C’est avec ce prisme, cette vision qu’il faut apprécier le film. Sinon, le risque est de n’y voir qu’un film ampoulé aux effets faciles, aux décors d’un goût douteux et à l’histoire prévisible. Un film de gare pourrait-on mentionner ou d’avion même si la longue durée ne correspond pas (2h17).

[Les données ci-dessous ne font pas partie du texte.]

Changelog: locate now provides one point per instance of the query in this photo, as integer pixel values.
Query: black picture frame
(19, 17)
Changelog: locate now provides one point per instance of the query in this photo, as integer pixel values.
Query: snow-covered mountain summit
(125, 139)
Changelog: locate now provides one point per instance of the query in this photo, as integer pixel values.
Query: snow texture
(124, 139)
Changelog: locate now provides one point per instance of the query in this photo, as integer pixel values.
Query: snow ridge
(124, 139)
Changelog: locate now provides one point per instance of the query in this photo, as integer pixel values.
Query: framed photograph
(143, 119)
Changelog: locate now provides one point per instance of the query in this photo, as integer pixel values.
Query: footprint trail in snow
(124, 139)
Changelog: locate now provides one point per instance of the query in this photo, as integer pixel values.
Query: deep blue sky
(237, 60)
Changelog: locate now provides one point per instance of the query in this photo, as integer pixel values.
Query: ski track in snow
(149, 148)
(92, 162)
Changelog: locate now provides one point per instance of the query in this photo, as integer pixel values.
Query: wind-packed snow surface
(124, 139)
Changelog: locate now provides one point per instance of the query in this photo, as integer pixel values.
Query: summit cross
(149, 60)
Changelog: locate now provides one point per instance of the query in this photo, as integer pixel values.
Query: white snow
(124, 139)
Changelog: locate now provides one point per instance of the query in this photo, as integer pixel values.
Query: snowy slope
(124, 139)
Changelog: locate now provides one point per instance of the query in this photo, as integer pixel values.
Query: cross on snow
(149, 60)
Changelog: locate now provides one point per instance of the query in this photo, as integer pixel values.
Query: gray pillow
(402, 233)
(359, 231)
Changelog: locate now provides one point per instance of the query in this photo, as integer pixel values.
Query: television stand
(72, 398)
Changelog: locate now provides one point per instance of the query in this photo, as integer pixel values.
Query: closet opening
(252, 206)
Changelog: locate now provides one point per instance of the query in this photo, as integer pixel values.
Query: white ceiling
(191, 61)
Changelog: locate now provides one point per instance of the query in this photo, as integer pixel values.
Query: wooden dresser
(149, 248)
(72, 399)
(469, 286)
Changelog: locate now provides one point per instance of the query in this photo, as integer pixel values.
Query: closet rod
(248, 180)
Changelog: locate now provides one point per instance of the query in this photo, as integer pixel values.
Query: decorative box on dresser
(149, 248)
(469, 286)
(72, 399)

Deux références - qui ne peuvent être innocentes - sautent à mes yeux : la scène ou Angel cite ses propres paroles en tant que spectatrice lors d’une de ses pièces de théâtre adaptée qui fait irrémédiablement pensé à ED WOOD de Tim Burton (une fin transcendée, imaginée mais tellement belle) ; l’autre à rechercher par filiation chez Pédro Almodovar. Dans
La durée a un défaut lors de la fin du film : trop appuyée, trop longue, trop mièvre. Une des remarques que l’on pourrait faire à Ozon, c’est que son personnage central ne vieillit pas, malgré la quarantaine qui le touche. Romala Garai joue Angel avec ce côté doux mais aussi diable, sans oublier la touche gothique, version d’Amélie Nothomb à la fin. Si l’on fait donc abstraction du parti pris de ce film anglais, tourné en anglais avec des acteurs anglais, on ne peut prendre qu’un plaisir de spectateur face à cet être dans son univers d’auteure, indifférente à la guerre, aux peines du monde, de ses proches et même d’elle-même lorsqu’elle tombe amoureuse.
Un exercice de style presque réussi dans lequel le réalisateur français semble se plaire (8 FEMMES l’était aussi) sans se complaire.